The internet – just as it had done and is doing to the retail industry – was seeing off the traditional news outlets quickly and, more importantly, with instantly accessible news 24/7.

Newspapers will always have a place but to a much lesser extent and certainly not one of privilege they are still offered, which is why they are trying so hard to catch up on the net themselves.

Neither TV or radio can bring anything like the amount of news wanted by fans following West Ham or whoever  their favourite outfit might be.

That is now the province of sites such as ourselves, Football.London, KUMB, WHTID, West Ham Way and various others.

It’s a new industrial revolution – just as cars took over from horses – so is the net replacing newsprint.
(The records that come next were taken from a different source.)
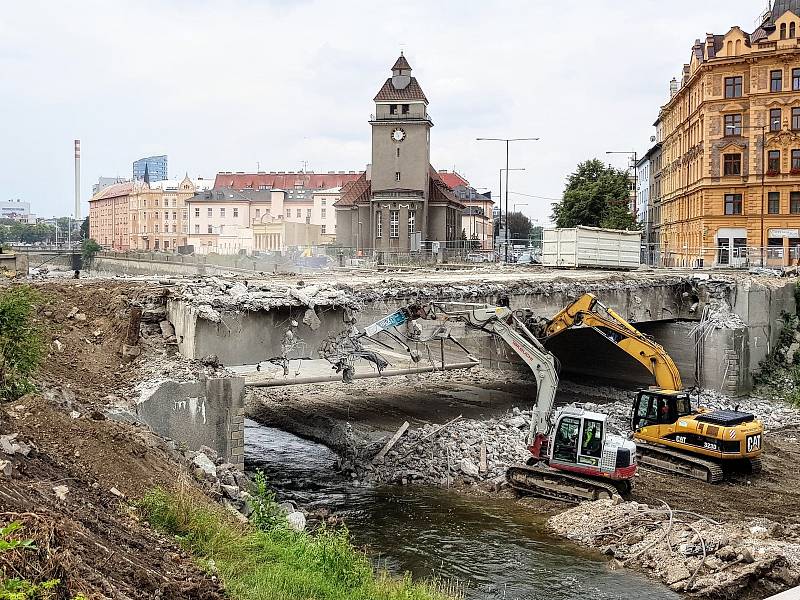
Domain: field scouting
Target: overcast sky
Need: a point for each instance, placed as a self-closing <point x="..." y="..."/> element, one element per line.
<point x="225" y="85"/>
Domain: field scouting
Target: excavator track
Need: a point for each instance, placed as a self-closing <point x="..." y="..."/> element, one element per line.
<point x="550" y="483"/>
<point x="680" y="463"/>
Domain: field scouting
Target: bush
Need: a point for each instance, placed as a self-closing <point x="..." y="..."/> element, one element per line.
<point x="277" y="562"/>
<point x="21" y="342"/>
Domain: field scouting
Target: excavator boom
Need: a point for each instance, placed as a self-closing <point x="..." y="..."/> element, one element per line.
<point x="588" y="311"/>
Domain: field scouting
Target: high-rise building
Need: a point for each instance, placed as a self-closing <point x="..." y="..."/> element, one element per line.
<point x="155" y="167"/>
<point x="730" y="158"/>
<point x="401" y="202"/>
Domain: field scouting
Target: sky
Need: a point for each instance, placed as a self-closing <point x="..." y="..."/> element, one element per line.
<point x="236" y="84"/>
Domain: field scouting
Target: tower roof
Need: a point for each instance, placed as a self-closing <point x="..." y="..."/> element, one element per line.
<point x="401" y="63"/>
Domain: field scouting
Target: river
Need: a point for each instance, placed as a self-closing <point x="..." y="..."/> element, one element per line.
<point x="493" y="546"/>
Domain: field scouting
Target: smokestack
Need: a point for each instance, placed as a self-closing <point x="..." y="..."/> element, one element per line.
<point x="78" y="179"/>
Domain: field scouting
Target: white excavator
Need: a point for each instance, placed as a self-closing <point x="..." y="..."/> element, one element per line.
<point x="573" y="455"/>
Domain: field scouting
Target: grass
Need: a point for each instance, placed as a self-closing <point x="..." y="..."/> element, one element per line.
<point x="278" y="563"/>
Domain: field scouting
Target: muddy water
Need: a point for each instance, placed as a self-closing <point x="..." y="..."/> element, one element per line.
<point x="494" y="546"/>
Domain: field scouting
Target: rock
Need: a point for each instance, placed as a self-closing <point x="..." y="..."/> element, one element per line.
<point x="167" y="329"/>
<point x="469" y="468"/>
<point x="296" y="520"/>
<point x="676" y="574"/>
<point x="231" y="491"/>
<point x="206" y="465"/>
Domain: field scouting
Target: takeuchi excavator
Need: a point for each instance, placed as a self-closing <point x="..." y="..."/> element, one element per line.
<point x="574" y="456"/>
<point x="670" y="435"/>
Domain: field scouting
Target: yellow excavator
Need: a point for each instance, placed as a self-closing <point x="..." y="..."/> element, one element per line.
<point x="670" y="435"/>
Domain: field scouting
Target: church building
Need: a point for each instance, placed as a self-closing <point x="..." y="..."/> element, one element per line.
<point x="400" y="204"/>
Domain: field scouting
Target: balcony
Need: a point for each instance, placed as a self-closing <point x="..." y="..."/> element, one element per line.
<point x="400" y="117"/>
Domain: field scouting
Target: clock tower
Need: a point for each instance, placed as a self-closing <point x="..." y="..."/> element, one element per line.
<point x="400" y="161"/>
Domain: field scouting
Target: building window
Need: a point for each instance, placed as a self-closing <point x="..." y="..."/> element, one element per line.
<point x="776" y="81"/>
<point x="732" y="164"/>
<point x="774" y="161"/>
<point x="733" y="204"/>
<point x="733" y="87"/>
<point x="775" y="119"/>
<point x="795" y="162"/>
<point x="733" y="124"/>
<point x="774" y="203"/>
Fact of life, no denying it.

Football club media departments, however, seem very slow to catch on and continue it seems to court the national newspapers whilst tending to ignore the internet revolution.
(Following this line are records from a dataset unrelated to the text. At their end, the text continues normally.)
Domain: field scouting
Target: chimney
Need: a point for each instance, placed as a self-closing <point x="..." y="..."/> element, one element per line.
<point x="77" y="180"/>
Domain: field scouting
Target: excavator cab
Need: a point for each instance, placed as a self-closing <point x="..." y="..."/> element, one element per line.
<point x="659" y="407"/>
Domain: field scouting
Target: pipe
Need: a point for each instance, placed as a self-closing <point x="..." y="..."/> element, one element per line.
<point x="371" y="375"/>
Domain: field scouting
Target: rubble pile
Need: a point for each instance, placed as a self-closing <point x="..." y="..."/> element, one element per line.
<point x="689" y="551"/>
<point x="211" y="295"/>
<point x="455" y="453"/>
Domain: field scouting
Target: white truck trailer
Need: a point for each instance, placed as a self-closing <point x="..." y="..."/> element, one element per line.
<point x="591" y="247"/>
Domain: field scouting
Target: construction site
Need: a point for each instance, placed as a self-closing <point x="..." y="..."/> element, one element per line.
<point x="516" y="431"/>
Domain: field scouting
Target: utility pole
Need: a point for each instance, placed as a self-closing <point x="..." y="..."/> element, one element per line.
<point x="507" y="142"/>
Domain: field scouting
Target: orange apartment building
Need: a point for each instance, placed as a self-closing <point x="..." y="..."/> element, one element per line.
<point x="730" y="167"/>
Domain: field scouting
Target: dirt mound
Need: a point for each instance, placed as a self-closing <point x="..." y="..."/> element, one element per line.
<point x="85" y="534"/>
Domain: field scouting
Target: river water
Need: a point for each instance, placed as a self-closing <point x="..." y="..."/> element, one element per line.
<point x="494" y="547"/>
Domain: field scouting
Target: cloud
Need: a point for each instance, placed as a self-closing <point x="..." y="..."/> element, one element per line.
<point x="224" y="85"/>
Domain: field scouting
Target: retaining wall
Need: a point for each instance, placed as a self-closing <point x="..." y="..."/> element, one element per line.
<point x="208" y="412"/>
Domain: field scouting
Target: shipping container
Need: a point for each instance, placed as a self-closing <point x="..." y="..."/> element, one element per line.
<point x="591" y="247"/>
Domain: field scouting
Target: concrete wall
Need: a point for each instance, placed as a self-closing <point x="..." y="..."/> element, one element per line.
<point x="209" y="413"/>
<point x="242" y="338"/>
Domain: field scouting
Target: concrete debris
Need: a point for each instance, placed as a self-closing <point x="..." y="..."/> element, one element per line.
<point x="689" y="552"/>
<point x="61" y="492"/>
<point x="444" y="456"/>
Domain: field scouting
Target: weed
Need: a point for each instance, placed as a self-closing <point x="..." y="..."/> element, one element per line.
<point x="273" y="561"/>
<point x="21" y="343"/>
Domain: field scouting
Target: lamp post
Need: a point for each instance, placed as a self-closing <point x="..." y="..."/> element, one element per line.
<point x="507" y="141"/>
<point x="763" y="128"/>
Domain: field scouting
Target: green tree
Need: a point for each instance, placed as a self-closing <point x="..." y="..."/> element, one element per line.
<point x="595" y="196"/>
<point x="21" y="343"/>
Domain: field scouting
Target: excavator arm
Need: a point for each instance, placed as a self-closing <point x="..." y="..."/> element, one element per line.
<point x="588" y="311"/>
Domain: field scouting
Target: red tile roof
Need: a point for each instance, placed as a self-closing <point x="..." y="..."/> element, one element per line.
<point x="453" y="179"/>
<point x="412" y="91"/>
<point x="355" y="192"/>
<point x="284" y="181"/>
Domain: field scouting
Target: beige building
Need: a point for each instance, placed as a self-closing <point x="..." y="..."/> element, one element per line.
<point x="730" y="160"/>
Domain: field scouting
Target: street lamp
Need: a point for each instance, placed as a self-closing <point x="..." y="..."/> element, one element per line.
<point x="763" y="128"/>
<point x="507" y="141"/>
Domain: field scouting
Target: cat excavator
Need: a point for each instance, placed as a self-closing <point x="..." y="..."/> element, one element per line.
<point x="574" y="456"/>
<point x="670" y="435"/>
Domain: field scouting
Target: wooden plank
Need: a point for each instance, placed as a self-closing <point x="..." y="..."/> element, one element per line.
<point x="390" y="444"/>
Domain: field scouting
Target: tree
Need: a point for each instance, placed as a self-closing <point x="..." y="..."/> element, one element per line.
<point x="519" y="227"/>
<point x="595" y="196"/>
We at CandH have no axe to grind with anybody but to be honest turning one’s eyes from what’s happening in our world and believing in the old days and ways is just more than a tad misplaced.
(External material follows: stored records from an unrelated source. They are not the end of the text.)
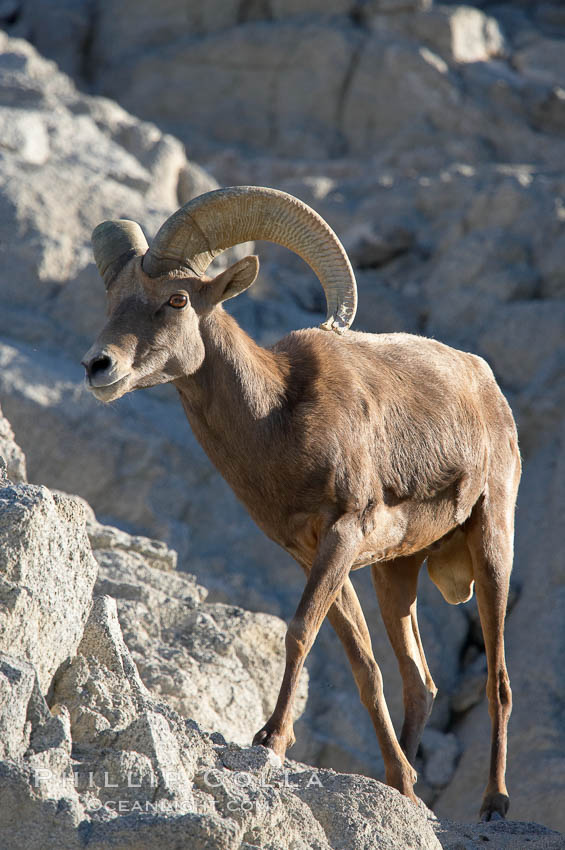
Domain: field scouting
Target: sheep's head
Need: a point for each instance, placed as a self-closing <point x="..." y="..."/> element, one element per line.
<point x="152" y="335"/>
<point x="158" y="296"/>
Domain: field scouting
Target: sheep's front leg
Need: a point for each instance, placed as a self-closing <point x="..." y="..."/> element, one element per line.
<point x="336" y="552"/>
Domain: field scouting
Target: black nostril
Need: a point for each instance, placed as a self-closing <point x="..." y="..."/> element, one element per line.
<point x="99" y="364"/>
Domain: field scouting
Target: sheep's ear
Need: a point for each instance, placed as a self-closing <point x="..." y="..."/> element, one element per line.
<point x="232" y="281"/>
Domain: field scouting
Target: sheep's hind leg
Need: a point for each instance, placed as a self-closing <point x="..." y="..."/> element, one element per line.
<point x="396" y="583"/>
<point x="336" y="552"/>
<point x="346" y="617"/>
<point x="490" y="541"/>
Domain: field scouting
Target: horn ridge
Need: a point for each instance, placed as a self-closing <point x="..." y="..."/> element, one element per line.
<point x="204" y="227"/>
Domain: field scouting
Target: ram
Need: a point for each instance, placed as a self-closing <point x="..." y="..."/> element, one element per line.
<point x="348" y="449"/>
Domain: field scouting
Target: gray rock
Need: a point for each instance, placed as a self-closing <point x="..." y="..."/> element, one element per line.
<point x="47" y="573"/>
<point x="11" y="452"/>
<point x="217" y="664"/>
<point x="17" y="679"/>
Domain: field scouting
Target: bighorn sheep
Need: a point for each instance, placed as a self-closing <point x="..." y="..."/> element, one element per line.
<point x="348" y="449"/>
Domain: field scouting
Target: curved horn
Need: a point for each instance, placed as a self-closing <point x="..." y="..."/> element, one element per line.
<point x="114" y="243"/>
<point x="217" y="220"/>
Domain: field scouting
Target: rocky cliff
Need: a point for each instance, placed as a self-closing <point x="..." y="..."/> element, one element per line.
<point x="99" y="751"/>
<point x="430" y="137"/>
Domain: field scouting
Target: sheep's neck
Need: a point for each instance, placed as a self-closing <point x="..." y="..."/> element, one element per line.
<point x="234" y="400"/>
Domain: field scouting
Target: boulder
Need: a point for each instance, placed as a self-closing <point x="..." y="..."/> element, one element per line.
<point x="47" y="573"/>
<point x="11" y="452"/>
<point x="218" y="664"/>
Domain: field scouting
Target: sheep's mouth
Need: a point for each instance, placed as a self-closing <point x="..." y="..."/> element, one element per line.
<point x="109" y="392"/>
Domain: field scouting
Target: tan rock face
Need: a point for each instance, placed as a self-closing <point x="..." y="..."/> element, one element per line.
<point x="47" y="573"/>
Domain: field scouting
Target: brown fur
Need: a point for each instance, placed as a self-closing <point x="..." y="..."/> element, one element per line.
<point x="347" y="451"/>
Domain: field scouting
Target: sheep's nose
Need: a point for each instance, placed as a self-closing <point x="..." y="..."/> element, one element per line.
<point x="98" y="368"/>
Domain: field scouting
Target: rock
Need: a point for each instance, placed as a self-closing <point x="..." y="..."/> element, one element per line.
<point x="17" y="679"/>
<point x="11" y="452"/>
<point x="458" y="34"/>
<point x="217" y="664"/>
<point x="521" y="337"/>
<point x="471" y="686"/>
<point x="542" y="60"/>
<point x="47" y="573"/>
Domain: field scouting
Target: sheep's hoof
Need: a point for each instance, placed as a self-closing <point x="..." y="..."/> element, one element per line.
<point x="494" y="806"/>
<point x="278" y="742"/>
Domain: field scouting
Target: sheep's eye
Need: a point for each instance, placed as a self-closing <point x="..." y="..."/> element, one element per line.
<point x="178" y="301"/>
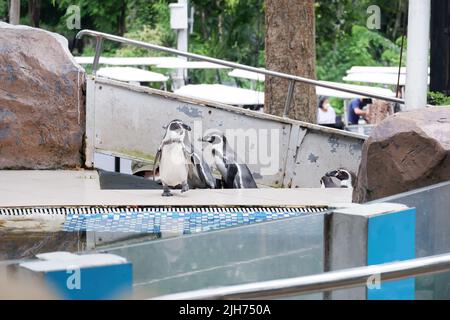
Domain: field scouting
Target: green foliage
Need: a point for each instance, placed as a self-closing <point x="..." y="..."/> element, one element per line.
<point x="362" y="47"/>
<point x="438" y="99"/>
<point x="158" y="32"/>
<point x="234" y="30"/>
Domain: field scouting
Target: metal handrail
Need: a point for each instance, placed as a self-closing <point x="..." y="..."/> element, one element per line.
<point x="293" y="79"/>
<point x="347" y="278"/>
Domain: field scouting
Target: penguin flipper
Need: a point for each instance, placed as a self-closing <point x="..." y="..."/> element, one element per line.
<point x="157" y="158"/>
<point x="202" y="172"/>
<point x="230" y="182"/>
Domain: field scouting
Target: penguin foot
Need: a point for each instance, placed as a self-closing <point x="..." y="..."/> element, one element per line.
<point x="184" y="187"/>
<point x="167" y="194"/>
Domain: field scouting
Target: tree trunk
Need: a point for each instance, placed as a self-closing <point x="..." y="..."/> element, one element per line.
<point x="291" y="48"/>
<point x="121" y="19"/>
<point x="14" y="12"/>
<point x="34" y="12"/>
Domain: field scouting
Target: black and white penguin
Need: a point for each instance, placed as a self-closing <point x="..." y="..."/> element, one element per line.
<point x="347" y="178"/>
<point x="199" y="174"/>
<point x="173" y="157"/>
<point x="235" y="175"/>
<point x="327" y="182"/>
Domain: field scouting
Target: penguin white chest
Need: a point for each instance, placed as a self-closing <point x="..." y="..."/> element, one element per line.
<point x="218" y="161"/>
<point x="173" y="168"/>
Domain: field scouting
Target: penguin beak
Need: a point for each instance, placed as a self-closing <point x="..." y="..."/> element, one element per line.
<point x="333" y="173"/>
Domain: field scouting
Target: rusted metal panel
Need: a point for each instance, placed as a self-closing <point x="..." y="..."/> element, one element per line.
<point x="128" y="122"/>
<point x="320" y="152"/>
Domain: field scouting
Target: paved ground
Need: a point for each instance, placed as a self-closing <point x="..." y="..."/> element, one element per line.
<point x="78" y="188"/>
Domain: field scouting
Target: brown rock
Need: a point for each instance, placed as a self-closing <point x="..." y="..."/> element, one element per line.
<point x="408" y="150"/>
<point x="42" y="113"/>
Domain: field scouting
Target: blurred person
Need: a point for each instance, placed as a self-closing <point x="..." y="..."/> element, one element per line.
<point x="326" y="113"/>
<point x="355" y="110"/>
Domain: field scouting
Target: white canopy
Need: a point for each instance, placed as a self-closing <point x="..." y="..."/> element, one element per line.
<point x="360" y="69"/>
<point x="239" y="73"/>
<point x="183" y="64"/>
<point x="321" y="91"/>
<point x="380" y="78"/>
<point x="129" y="61"/>
<point x="129" y="74"/>
<point x="222" y="94"/>
<point x="380" y="75"/>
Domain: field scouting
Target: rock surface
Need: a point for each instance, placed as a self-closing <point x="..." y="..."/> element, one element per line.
<point x="406" y="151"/>
<point x="42" y="113"/>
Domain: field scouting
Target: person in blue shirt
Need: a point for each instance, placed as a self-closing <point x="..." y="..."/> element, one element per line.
<point x="355" y="110"/>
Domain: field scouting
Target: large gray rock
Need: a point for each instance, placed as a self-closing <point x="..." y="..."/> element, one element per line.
<point x="406" y="151"/>
<point x="42" y="113"/>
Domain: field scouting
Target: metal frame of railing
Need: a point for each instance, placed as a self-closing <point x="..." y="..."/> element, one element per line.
<point x="292" y="79"/>
<point x="329" y="281"/>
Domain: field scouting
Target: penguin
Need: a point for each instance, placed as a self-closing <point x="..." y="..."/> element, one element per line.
<point x="199" y="175"/>
<point x="235" y="175"/>
<point x="173" y="157"/>
<point x="327" y="182"/>
<point x="346" y="177"/>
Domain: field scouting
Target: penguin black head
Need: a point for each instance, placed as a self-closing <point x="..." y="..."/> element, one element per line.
<point x="177" y="124"/>
<point x="346" y="177"/>
<point x="214" y="139"/>
<point x="218" y="142"/>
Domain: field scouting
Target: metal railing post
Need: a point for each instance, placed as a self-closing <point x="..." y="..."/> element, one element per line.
<point x="98" y="51"/>
<point x="290" y="95"/>
<point x="333" y="280"/>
You will find no player interviews on sites such as this, you will find no internet journalists in the London Stadium press box, you will see no access given by the people controlling the media department to those who simply want to bring fans the best they can.

It is very much time the club’s media department changed all that- not just for us at CandH but for every internet site  – the net is the now and the future.

For reasons best known to themselves, however, the internet and those working within, it really don’t matter and no access is given – a rule they apply to all and about as short sighed as it gets.

But whether they change or not we will continue doing what we do. We ain’t going anywhere!

Now CandH’s partner Gonzo of Hammers Chat has produced a video which you can view above in which he takes the Hammers media department by the scruff of the neck as he shakes home a message which may be anathema to their ears.

It’s a brave video and Gonzo says a lot of things that need saying.

It rams home the point that in this technological revolution there will only be one winner – the net – and to think otherwise resembles those who refused to travel in automobiles all the while horses were available!

 

About Hugh5outhon1895

Hugh Southon is a lifelong Iron and the founding editor of ClaretandHugh. He is a national newspaper journalist of many years experience and was Bobby Moore's 'ghost' writer during the great man's lifetime. He describes ClaretandHugh as "the Hammers daily newspaper!" Follow on Twitter @hughsouthon

4 comments on “Gonzo blast for Hammers media department

  1. Gonzo is spot on as usual.
    Why no access to the players, what are the club thinking they would tell us, team selection, gossip, tactics, where Zaba gets his hair done?
    Why no internet? Are they scared of fans streaming games? To be honest I wouldn’t watch 90 minutes streamed from a phone.

    I have no idea what the club does in the community or what’s happening in the club.
    As a supporter for over 50 years I have never felt so far from the club.

  2. Got to totally agree with Steve, all the websites mentioned in the video I follow to different levels every day and it would be great to watch/read some fresh stuff from OUR club. Bianca Westwood was doing some fantastic articles on West ham til I die and they stopped and I assume that came indirectly from OUR club!?!?!?!

  3. All fair comments Gonzo.

    The club could easily trial this by, for example, offering two passes per match to be rotated around say, ten provisionally approved sites and channels. That would give each of those sites access at four games in half a season. The club could get a feel for what works and what doesn’t, who is serious and responsible and who isn’t, and the effectiveness of reaching fans which should be the primary objective. They could offer limited access to all the sites for half an hour once a month at the training ground, make some players available and set some ground rules. It should work. They can withdraw access if it is abused in any way or people step outside agreed parameters. It’s not as if the club’s own internet outreach is any good,

    What is the downside to trying that?